2026-05-28 · 2 min. read
HACI 2026: Notes from an HPC User
Last weekend11 22–25 May 2026, I attended HACI 2026, the International Forum for HPC & AI Co-Driven Innovation.
I build scalable scientific simulation codes, and I also use AI tools in daily development. However, my simulation stack is still mostly FP64/FP32 brute force. Given that constraint, I listened with one question: What can a small lab with two consumer GPUs actually do next?
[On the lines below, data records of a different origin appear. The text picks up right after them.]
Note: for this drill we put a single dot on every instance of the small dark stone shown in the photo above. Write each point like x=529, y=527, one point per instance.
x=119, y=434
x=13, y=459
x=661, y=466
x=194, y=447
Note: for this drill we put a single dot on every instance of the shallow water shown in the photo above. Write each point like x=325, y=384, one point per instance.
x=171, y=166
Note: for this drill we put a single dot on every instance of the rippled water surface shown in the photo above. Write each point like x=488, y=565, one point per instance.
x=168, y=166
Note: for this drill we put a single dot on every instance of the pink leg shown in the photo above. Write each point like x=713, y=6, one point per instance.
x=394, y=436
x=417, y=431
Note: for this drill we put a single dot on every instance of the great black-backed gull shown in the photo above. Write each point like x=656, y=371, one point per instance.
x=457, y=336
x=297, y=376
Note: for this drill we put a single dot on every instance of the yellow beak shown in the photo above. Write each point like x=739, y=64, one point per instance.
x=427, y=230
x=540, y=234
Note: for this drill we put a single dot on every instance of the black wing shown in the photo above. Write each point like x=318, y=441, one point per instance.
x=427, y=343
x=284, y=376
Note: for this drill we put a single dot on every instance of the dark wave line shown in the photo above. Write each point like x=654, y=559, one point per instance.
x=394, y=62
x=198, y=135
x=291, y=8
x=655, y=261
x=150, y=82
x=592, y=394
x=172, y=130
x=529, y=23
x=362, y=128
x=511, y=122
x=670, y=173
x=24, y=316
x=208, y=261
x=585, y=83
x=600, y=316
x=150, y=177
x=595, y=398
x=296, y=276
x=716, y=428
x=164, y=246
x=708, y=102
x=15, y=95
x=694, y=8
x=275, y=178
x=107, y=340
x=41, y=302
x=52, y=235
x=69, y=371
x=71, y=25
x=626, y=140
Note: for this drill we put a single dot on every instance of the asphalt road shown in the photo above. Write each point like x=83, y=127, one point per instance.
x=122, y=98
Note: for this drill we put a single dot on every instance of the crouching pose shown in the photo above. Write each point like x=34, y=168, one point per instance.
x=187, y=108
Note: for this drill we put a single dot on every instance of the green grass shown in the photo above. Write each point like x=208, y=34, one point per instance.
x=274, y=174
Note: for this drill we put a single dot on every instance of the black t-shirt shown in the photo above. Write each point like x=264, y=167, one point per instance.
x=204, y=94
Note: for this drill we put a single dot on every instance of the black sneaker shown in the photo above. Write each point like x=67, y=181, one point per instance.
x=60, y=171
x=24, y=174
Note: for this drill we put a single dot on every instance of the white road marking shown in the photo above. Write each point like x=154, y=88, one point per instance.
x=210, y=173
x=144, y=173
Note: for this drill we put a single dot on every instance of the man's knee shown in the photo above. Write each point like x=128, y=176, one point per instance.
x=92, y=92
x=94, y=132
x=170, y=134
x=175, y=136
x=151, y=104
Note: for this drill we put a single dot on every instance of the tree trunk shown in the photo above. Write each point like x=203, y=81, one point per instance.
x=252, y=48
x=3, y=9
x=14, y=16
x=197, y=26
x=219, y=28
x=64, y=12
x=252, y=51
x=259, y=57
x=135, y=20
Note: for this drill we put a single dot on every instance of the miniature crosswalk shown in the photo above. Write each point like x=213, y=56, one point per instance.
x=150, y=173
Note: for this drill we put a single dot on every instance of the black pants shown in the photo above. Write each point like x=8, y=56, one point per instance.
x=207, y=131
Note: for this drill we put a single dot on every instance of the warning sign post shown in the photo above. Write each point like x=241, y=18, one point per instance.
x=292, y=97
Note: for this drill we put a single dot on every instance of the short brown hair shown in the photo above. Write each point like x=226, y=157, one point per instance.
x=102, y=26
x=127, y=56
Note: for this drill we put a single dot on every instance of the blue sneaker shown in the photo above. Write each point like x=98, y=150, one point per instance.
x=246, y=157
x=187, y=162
Four talks stayed with me.
- Jack Dongarra: The plausible path to “effective zettascale” is not brute-force FP64, but certified mixed-precision algorithms, communication-avoiding methods, AI-augmented reduced-order models, and hybrid AI+simulation workflows with rigorous error control and uncertainty quantification. His weather prediction example was concrete: AI trained on ~40 years of data can predict 10-day weather in seconds, but should run alongside numerical models.
- Taisuke Boku: Fugaku-NEXT and a practical migration path: from Fortran CPU code with OpenMP pragmas to C/C++ CPU-GPU code using OpenACC/OpenMP target offload. His HAIRDESC public GPU course reinforces this point: migration needs method and training, not only hardware.
- Bingsheng He: In LLM systems, small teams (2–3 people) plus agents can build production systems quickly.
- Zeyi Wen (parallel session 2): Efficient fine-tuning and inference of frontier LLMs on a single RTX 4090, with >95% peak performance and lossless results.
For a small lab, the conclusion is straightforward: optimize for attainable performance first. My possible next steps would be:
- Measure data movement bottlenecks before adding compute.
- Expand mixed precision only where error behavior is controlled.
- Build one small AI+simulation prototype with validation.
- Reproduce one single-GPU optimization result on our own RTX hardware.
HACI 2026 was broad. My output is narrow: one clearer direction and one smaller next step.